Breaking RSA Using Shor's Algorithm

Throughout this paper, we focus primarily on a physical gate error rate of 0.1%, because we consider this error rate to be plausibly achievable by quantum hardware, yet sufficiently low to enable error correction with the surface code. 

This being said, it is of course important to be conservative when estimating the security of cryptographic schemes. The reader may therefore also be interested in estimates for lower error rates. With this in mind, in addition to including a 0.01% curve in Figure 1, we present the following rule of thumb for translating to other error rates: 

$V (p) ≈ V (0.1\%) / (−log_{10}(p) − 2)^3$

Here $V(p)$ is the expected spacetime volume, assuming a physical gate error rate of p. The rule of thumb is based on the following observation: 

Each time the code distance of a construction is increased by 2, logical errors are suppressed by a factor roughly equal to the ratio between the code's threshold error rate and the hardware's physical error rate. The surface code has a threshold error rate of around 1%. For example, this means that at a physical error rate of 0.01% you suppress logical errors by 100x each time you increase the code distance by 2, whereas at a physical error rate of 0.1% the same suppression factor would require increasing the code distance by 4. Consequently, code distances tend to be half as large at a physical error rate of 0.01%. The code distance is a linear measure, and we are packing the computation into a three-dimensional space (one of the dimensions being time), so proportional improvements to the code distance get cubed. 
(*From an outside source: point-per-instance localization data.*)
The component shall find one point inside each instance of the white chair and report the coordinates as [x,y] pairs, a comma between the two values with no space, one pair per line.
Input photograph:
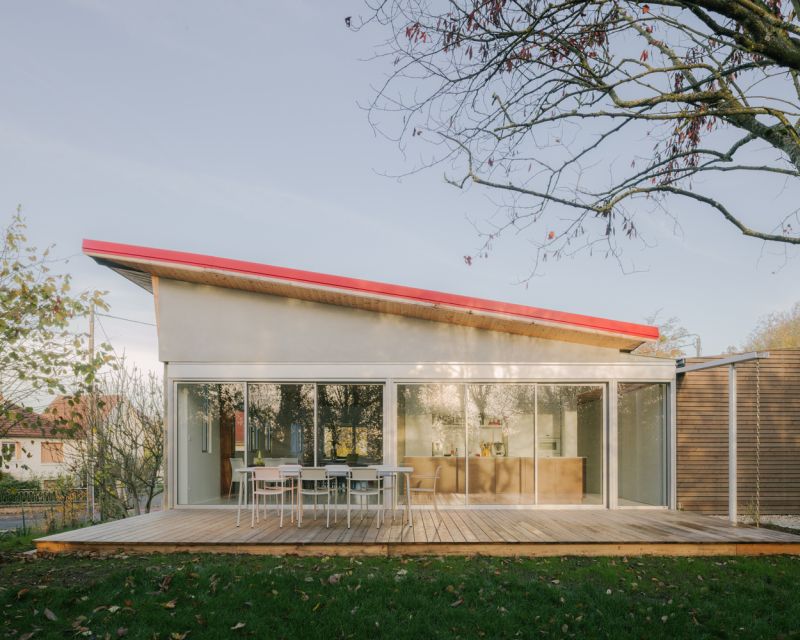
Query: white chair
[364,483]
[267,481]
[336,471]
[320,483]
[429,478]
[236,477]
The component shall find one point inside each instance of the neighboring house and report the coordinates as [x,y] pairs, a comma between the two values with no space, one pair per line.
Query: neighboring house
[35,449]
[514,405]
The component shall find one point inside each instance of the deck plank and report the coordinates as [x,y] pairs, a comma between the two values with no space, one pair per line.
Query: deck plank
[495,531]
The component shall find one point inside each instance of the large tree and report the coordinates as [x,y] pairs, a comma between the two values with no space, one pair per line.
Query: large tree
[583,116]
[123,443]
[42,350]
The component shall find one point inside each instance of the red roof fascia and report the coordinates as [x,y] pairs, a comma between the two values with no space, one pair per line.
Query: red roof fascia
[368,287]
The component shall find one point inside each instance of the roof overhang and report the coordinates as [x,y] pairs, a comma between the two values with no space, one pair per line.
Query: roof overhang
[141,264]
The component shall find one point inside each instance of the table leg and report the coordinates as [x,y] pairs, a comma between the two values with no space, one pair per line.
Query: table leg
[408,500]
[239,506]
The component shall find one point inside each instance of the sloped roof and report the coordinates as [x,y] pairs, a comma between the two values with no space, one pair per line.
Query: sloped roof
[142,264]
[23,423]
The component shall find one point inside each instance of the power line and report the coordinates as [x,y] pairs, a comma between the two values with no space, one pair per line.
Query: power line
[107,315]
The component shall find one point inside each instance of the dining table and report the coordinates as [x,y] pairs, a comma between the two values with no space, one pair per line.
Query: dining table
[292,472]
[287,471]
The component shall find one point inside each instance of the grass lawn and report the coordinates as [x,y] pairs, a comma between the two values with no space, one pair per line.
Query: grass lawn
[217,596]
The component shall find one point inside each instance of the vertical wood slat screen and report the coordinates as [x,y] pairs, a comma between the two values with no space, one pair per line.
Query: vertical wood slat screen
[702,430]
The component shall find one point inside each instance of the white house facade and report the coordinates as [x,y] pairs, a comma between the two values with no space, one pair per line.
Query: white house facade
[516,406]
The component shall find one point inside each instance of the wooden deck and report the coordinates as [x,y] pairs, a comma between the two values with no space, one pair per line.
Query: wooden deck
[502,532]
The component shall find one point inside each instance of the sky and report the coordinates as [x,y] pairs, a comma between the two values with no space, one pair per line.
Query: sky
[236,130]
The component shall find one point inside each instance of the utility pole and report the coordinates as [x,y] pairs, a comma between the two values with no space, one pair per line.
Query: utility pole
[90,424]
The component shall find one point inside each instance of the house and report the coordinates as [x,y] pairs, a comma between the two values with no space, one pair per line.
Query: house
[35,448]
[515,405]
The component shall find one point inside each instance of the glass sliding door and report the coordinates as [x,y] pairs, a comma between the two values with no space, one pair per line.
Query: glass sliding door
[350,424]
[431,434]
[280,422]
[642,444]
[570,427]
[210,430]
[500,443]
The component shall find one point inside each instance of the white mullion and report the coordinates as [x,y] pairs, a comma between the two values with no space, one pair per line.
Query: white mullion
[613,444]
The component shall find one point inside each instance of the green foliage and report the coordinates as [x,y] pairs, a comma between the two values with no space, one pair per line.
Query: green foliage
[41,354]
[217,596]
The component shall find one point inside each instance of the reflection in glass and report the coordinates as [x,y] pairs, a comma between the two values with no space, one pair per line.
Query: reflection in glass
[500,443]
[642,444]
[350,423]
[570,444]
[430,434]
[281,422]
[210,433]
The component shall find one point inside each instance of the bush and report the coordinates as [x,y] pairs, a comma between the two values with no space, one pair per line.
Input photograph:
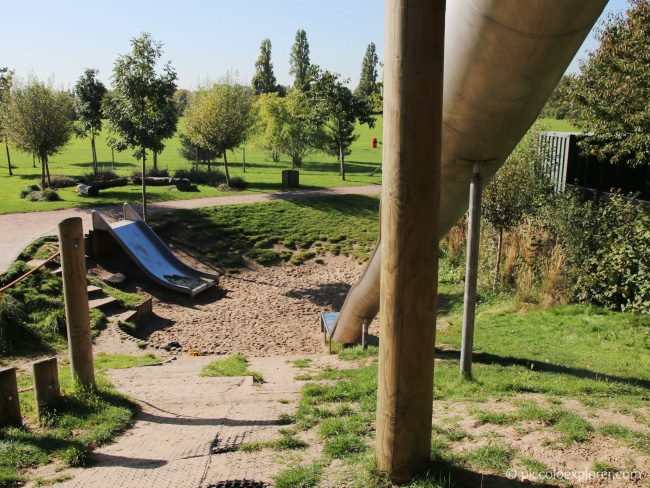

Hence the idea is that at a physical error rate of 0.01% code distances are half as big, meaning the computational pieces being packed into spacetime are 2³ = 8 times smaller, meaning in turn that the optimal packing will also be roughly eight times smaller. Similarly, at an error rate of 0.001%, code distances are a third as big, so spacetime volumes should be roughly 27 times smaller. 

Of course, this rule of thumb is imperfect. For example, it does not account for the fact that code distances have to be rounded to integer values, or for the fact that the spacetime tradeoffs being made have to change due to the reaction time of the control system staying constant as the code distance changes, or for the fact that at really low error rates you would switch to different error correcting codes. Regardless, for order of magnitude estimates involving physical error rates between 0.3% and 0.001%, we consider this rule of thumb to be a sufficient guide.